We navigate food labels, and trying to find variety for her lunch box. We navigate travel, airports, and the looks we get when we wipe down a restaurant table with our own Clorox wipes. We navigate friends and family, BBQ’s and special occasions. We appreciate the chefs who come to our table and hand deliver safe meals. We appreciate our friends and family who organize a holiday menu or a BBQ around safe foods. We adore our sweet nephew who asked for turkey and cheese so he could sit at the nut free table at school, and Lauren's grandmothers who have learned safe versions of old recipes.

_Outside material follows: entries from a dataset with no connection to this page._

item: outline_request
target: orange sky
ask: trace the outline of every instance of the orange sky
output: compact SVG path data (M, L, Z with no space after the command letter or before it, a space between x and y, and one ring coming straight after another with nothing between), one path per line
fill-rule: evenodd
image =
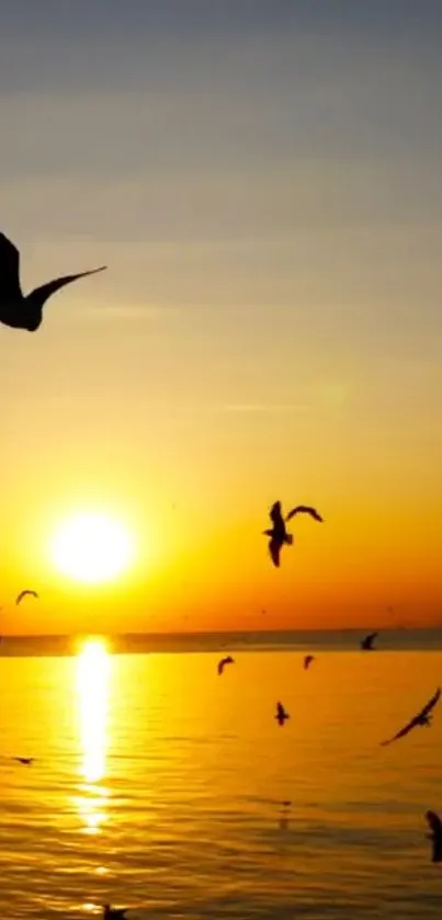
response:
M94 43L56 18L26 55L5 23L23 286L109 271L0 329L3 631L440 618L442 65L431 24L373 10L202 36L112 5ZM276 499L325 518L279 571ZM78 510L134 534L112 587L54 568Z

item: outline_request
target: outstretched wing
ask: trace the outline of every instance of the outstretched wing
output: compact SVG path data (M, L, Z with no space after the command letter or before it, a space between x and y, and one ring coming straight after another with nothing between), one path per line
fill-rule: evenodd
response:
M298 504L296 508L292 508L292 511L288 511L286 516L286 521L290 521L291 518L294 518L295 514L309 514L310 518L314 518L315 521L320 521L322 523L324 518L318 514L316 508L310 508L308 504Z
M12 305L21 297L20 252L4 234L0 234L0 303Z
M431 713L431 709L435 706L440 695L441 695L441 688L438 686L438 690L435 691L435 693L433 693L431 700L428 701L427 705L423 706L423 709L421 709L421 712L419 713L417 718L421 718L422 716L428 716L428 714Z
M98 272L104 272L105 269L106 265L101 265L100 269L90 269L88 272L78 272L76 275L63 275L61 277L56 277L54 281L48 281L46 284L35 287L27 296L34 304L43 306L48 297L55 294L56 291L59 291L60 287L65 287L66 284L70 284L72 281L78 281L79 277L87 277L88 275L94 275Z
M385 748L387 745L392 745L393 741L397 741L398 738L404 738L409 731L411 731L411 728L415 728L416 725L417 719L412 718L411 722L409 722L408 725L405 725L397 735L393 736L393 738L388 738L386 741L381 741L381 746Z
M386 745L390 745L392 741L396 741L398 738L404 738L404 736L408 735L408 732L411 731L412 728L415 728L417 725L420 725L422 716L427 716L431 712L433 706L435 706L440 695L441 689L440 686L438 686L438 690L435 691L431 700L428 701L427 705L423 706L423 709L421 709L417 716L415 716L407 725L405 725L404 728L401 728L400 731L397 732L397 735L394 735L394 737L389 738L388 741L382 741L382 746L385 747Z
M269 541L269 553L272 557L273 565L276 566L276 568L280 568L280 550L281 550L280 541L274 539L274 537L272 537Z

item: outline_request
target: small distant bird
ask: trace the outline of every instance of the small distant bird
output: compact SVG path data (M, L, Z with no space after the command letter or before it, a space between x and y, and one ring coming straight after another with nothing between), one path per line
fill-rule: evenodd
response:
M218 661L218 674L223 673L226 665L235 665L235 658L233 658L231 655L227 655L226 658L222 658L222 660Z
M378 635L379 635L378 633L369 633L369 635L365 636L365 638L362 639L362 641L361 641L362 650L363 651L374 651L373 643L374 643L376 636L378 636Z
M428 839L433 841L431 862L442 862L442 821L435 811L426 811L426 818L430 826L432 833L428 834Z
M124 920L128 907L111 907L110 904L103 905L103 920Z
M102 272L105 268L101 265L75 275L63 275L24 296L20 285L20 252L4 234L0 234L0 321L13 329L35 332L43 320L43 307L52 294L79 277Z
M431 709L434 708L440 695L441 689L440 686L438 686L438 690L435 691L431 700L428 701L427 705L423 706L423 709L421 709L420 713L418 713L418 715L415 716L415 718L412 718L404 728L401 728L400 731L397 732L397 735L394 735L393 738L389 738L387 741L381 741L382 747L390 745L392 741L396 741L398 738L404 738L404 736L408 735L408 732L411 731L412 728L416 728L417 725L426 725L427 727L430 727L432 719L432 716L430 717L430 713Z
M21 591L20 594L18 595L18 598L15 598L15 603L20 604L20 602L23 600L23 598L26 597L26 594L29 594L30 598L37 598L38 599L38 594L37 594L36 591L32 591L30 588L26 588L25 591Z
M263 534L265 536L270 536L269 553L272 557L273 565L276 566L276 568L280 565L280 553L282 547L284 546L284 543L286 543L288 546L292 546L293 544L293 536L292 534L287 533L285 526L286 521L290 521L292 518L295 516L295 514L309 514L310 518L314 518L315 521L320 522L322 522L324 520L320 516L320 514L318 514L315 508L309 508L306 504L298 504L296 508L293 508L284 520L284 518L282 516L280 501L275 501L274 504L272 504L269 514L273 526L268 531L263 531Z
M290 718L290 715L288 715L288 713L284 709L283 704L282 704L282 703L276 703L276 715L275 715L275 719L276 719L277 724L279 724L279 725L284 725L284 722L285 722L285 719L286 719L286 718Z

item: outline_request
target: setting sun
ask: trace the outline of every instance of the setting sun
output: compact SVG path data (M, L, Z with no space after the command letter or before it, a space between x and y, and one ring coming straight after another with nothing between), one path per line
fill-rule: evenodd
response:
M55 534L50 546L57 568L88 583L111 581L128 567L133 541L126 529L104 514L77 514Z

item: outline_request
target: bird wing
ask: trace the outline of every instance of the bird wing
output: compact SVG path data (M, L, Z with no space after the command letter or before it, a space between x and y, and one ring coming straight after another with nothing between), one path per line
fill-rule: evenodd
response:
M404 738L405 735L408 735L408 732L411 731L411 728L415 728L417 725L419 725L422 716L427 716L429 712L431 712L433 706L435 706L440 695L441 689L440 686L438 686L438 690L432 695L431 700L428 701L427 705L423 706L423 709L421 709L417 716L410 719L410 722L407 725L405 725L404 728L401 728L400 731L397 732L397 735L394 735L394 737L390 738L388 741L382 741L383 747L385 747L385 745L390 745L392 741L396 741L398 738Z
M316 508L310 508L308 504L297 504L296 508L292 508L292 511L288 511L288 514L286 515L285 520L290 521L291 518L295 516L295 514L309 514L310 518L315 519L315 521L322 522L324 520L320 516L320 514L318 514Z
M423 706L423 709L421 709L421 712L419 713L417 718L420 718L421 716L428 716L428 714L431 713L431 709L435 706L440 695L441 695L441 688L438 686L438 690L435 691L435 693L433 693L431 700L428 701L427 705Z
M272 504L269 514L272 524L274 524L275 526L277 526L277 524L281 525L283 523L280 501L275 501L275 503Z
M272 537L272 539L269 541L269 553L272 557L273 565L276 566L276 568L280 567L280 542L277 539L273 539Z
M13 304L20 300L22 296L20 252L4 234L0 234L0 302Z
M388 738L386 741L381 741L382 747L385 748L386 745L390 745L392 741L397 741L398 738L404 738L404 736L408 735L408 732L411 731L411 728L415 728L417 724L417 718L412 718L411 722L409 722L408 725L405 725L397 735L393 736L393 738Z
M38 304L44 304L48 297L55 294L56 291L59 291L60 287L65 287L66 284L70 284L72 281L78 281L79 277L87 277L87 275L94 275L97 272L104 272L106 268L106 265L101 265L100 269L90 269L88 272L78 272L76 275L63 275L61 277L55 277L53 281L46 282L46 284L35 287L27 296L33 300L36 300Z

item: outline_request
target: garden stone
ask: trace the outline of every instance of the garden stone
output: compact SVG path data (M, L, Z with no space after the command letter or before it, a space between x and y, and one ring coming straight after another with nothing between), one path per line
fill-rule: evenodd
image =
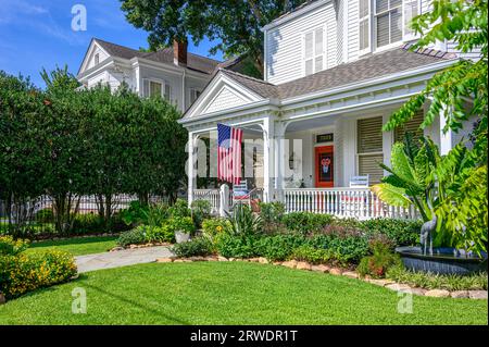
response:
M297 263L296 269L311 271L311 264L305 262L305 261L300 261L300 262Z
M450 296L450 292L446 289L432 289L425 293L425 296L434 297L434 298L448 298Z
M317 271L317 272L329 272L329 267L327 267L327 265L312 265L311 267L311 270L312 271Z
M335 275L335 276L341 276L341 274L342 274L343 272L341 271L341 269L333 268L333 269L329 269L329 273L330 273L331 275Z
M359 274L353 271L343 272L342 275L350 278L359 278Z
M471 299L487 300L487 290L471 290L468 292L468 297Z
M387 289L394 290L394 292L410 292L412 288L406 284L400 284L400 283L393 283L386 285Z
M297 267L297 261L296 261L296 260L284 261L284 262L281 263L281 265L283 265L283 267L286 267L286 268L290 268L290 269L296 269L296 267Z
M454 299L468 298L468 290L455 290L450 293L450 296Z
M368 283L375 284L377 286L381 286L385 287L389 284L394 284L396 282L391 281L391 280L376 280L376 278L369 278L367 280Z

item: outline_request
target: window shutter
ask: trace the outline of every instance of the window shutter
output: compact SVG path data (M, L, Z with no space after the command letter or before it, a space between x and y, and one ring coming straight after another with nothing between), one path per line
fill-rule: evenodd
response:
M358 152L372 153L383 151L383 117L359 120Z
M383 161L383 154L359 156L359 175L368 175L369 185L380 183L380 179L384 177L384 170L379 163Z
M418 140L423 136L423 129L419 128L419 125L423 123L424 117L423 111L418 111L410 121L398 126L394 131L394 141L399 142L404 140L406 133L412 134L414 140Z
M149 87L149 79L143 78L142 79L142 96L145 98L148 98L150 96L150 87Z

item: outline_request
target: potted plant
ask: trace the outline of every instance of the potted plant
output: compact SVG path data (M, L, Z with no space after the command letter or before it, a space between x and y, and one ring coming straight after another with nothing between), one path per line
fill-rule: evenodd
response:
M175 240L177 244L187 243L195 232L193 222L190 216L173 216L170 219L168 225L175 232Z

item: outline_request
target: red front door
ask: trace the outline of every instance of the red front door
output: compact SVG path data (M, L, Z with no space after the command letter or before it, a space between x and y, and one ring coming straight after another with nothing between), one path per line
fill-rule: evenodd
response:
M316 188L333 188L335 186L334 164L335 154L333 146L321 146L315 152L315 181Z

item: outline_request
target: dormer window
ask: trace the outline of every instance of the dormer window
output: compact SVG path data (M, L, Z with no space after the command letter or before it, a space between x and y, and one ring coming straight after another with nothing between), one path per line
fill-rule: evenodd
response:
M419 14L419 0L359 0L359 51L414 39L409 24Z
M304 75L324 70L324 29L316 28L304 34Z

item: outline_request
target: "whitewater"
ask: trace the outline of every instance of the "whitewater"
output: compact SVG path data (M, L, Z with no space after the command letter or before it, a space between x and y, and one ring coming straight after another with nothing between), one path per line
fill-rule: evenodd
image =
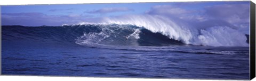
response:
M124 17L105 17L100 23L82 22L78 24L132 25L145 28L153 33L160 33L171 39L181 41L187 44L213 47L249 47L245 34L230 25L197 27L157 15L127 15ZM138 31L134 31L134 33L135 32Z
M250 78L248 35L225 24L182 22L131 15L62 26L2 26L1 74Z

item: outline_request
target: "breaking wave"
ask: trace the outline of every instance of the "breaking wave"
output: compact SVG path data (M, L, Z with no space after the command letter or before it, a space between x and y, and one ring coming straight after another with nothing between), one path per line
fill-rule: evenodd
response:
M249 46L245 34L225 25L198 29L161 16L150 15L105 18L103 21L60 26L3 26L3 40L51 40L91 47Z

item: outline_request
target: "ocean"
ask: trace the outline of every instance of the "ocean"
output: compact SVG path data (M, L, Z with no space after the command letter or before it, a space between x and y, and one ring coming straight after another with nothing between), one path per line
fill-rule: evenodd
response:
M120 24L2 26L2 74L250 78L249 49L244 47L246 41L241 46L220 46L230 44L225 44L228 40L217 39L223 38L216 38L223 42L217 44L189 41L190 38L170 39L172 35L151 30ZM207 33L207 31L199 34ZM202 37L198 38L205 38Z

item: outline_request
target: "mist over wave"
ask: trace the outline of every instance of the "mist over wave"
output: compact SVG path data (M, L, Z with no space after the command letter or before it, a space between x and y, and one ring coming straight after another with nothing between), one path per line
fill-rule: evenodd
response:
M102 23L97 24L135 25L153 33L161 33L170 39L187 44L214 47L249 46L245 34L229 24L221 23L219 25L210 24L211 25L199 27L181 20L173 21L158 15L133 15L105 17ZM84 24L88 23L80 24Z

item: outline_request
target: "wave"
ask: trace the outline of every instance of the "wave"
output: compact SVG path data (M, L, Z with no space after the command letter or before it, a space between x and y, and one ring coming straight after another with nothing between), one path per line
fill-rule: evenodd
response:
M103 23L131 24L160 33L185 44L214 47L248 47L245 34L228 25L197 27L158 15L106 17ZM213 24L214 22L213 22Z
M3 26L2 40L69 42L89 47L249 46L245 34L227 26L193 28L150 15L106 18L104 21L59 26Z
M159 33L132 25L85 24L61 26L3 26L3 40L36 41L101 46L164 46L185 45Z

I don’t expect everyone to get it, but if I can change just one person’s view on food allergies it’s worth it. There are millions of kids like Lauren, who will never visit an ice cream stand, or taste the sweet, sweet joy of a Starbucks coffee. It’s not a matter of getting a rash or an upset stomach, it can be life threatening anaphylaxis and we have to treat it that way. Maybe you’ll consider a nut-free snack the next time you fly, or happily pack sun butter & jelly over PB&J for lunch. I don't want Lauren to be defined as "the food allergy kid." She is sweet, funny and oh so spicy at times. She deserves the moon. For anyone who knows me, you may think I am nuts, with the label reading, the advocacy for inclusion, and at times the anxiety I carry. I hope this gives you a little perspective on food allergy life.